Dann kommt  die Autobahnabfahrt zum Laacher See, der wie ein dunkles Auge in den Eifelwäldern liegt. In der Tiefe schlummert noch der junge Vulkan , aus dem er vor 13000 Jahren entstanden ist, und sendet in Form von Tönissteiner Sprudel Botschaften aus der Tiefe. Seit 900 Jahren beten hier Benediktinermönche. So lange schon ragen die Türme der romanischen Kirche aus der Zeit der Salier in den meist wolkengrauen Himmel der Eifel.

Das Kloster hat schon viele Zeitenwenden erlebt, die radikalste in der Zeit der Säkularisation. Vernunft und Wissenschaft und die Ideale der Französischen Revolution waren die Ideologie von damals. Nachdem französische Revolutionstruppen das Rheinland erobert hatten und Frankreichs Grenze am Rhein lag, wurde auf Befehl Napoleons das Kloster 1803 aufgelöst und die verbleibenden siebzehn Mönche in Rente geschickt. Gebäude und Besitz des Klosters wurden versteigert. Erst 1892 konnten Benediktinermönche aus Benediktbeuren auf Grund eines Erlasses von Kaiser Wilhelm II. wieder zurückkehren. Später in der Zeit des Nationalsozialismus lebte Konrad Adenauer auf Einladung des damaligen weltweit bekannten Abtes Ildefons Herwegen ein Jahr als „Bruder Konrad“ im Kloster, um sich der Verfolgung durch die Nazis zu entziehen.

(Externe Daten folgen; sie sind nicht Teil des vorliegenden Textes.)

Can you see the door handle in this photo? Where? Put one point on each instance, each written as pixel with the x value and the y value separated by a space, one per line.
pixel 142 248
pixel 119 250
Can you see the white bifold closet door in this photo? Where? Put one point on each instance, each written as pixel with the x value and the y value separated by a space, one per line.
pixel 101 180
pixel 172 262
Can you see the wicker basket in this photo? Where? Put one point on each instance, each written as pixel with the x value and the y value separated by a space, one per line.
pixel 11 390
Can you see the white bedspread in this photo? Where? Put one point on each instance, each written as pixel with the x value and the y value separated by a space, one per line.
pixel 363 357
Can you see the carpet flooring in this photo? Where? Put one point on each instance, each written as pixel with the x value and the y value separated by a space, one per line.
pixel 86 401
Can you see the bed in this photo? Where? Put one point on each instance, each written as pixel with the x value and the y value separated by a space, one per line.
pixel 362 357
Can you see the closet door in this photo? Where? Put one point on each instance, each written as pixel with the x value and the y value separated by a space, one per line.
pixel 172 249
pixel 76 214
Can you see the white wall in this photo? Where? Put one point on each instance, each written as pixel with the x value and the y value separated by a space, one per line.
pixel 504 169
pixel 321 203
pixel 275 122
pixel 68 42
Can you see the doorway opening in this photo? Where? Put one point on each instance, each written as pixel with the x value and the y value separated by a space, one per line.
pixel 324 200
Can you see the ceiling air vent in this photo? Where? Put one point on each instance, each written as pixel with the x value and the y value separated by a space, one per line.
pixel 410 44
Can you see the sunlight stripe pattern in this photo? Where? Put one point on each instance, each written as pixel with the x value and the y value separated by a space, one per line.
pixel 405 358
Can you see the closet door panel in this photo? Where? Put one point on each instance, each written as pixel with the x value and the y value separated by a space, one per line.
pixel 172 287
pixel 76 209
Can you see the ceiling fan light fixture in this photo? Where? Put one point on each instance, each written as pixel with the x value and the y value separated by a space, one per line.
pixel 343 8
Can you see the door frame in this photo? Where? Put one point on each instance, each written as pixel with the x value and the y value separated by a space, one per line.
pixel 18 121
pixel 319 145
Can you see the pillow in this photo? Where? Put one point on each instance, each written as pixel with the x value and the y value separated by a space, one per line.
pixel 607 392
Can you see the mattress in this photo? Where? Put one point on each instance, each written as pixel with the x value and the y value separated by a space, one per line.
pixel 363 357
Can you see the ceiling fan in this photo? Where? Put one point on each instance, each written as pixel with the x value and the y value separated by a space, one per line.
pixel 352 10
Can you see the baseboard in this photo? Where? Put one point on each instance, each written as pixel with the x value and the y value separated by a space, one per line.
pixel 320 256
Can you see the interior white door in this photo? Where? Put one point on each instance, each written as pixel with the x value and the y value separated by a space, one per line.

Jetzt scheint sich das christliche Abendland auch hier in der ältesten  christlichen Region Deutschlands eine neue Säkularisation verordnet zu haben. Von einem  befreundeten Priester aus der Gegend habe ich erfahren, dass in seiner Pfarrei von vormals 57 Prozent Gottesdienstbesuchern nur noch 3 Prozent sonntags zur Messe gehen. Kirchen werden säkularisiert, Klöster mangels Nachwuchs aufgelöst.

Im Alten Testament im Buch Kohelet, dessen Autor in pessimistischem Ton die Welt beschreibt, heisst es: Was geschehen ist, wird wieder geschehen, was man getan hat, wird man wieder tun: Es gibt nichts Neues unter der Sonne. Zwar gibt es bisweilen ein Ding, von dem es heißt: Sieh dir das an, das ist etwas Neues - aber auch das gab es schon in den Zeiten, die vor uns gewesen sind.

Ich weiß nicht, ob Kohelet dies angesichts von technischer und digitaler Revolution auch heute so sagen würde, aber für den Verlauf der Geschichte vielleicht doch. Wissenschaftler glauben errechnen zu können, dass bisher schon etwa hundert Milliarden Menschen auf der Welt gelebt haben. Wir sind nur ein kleiner Teil von ihnen.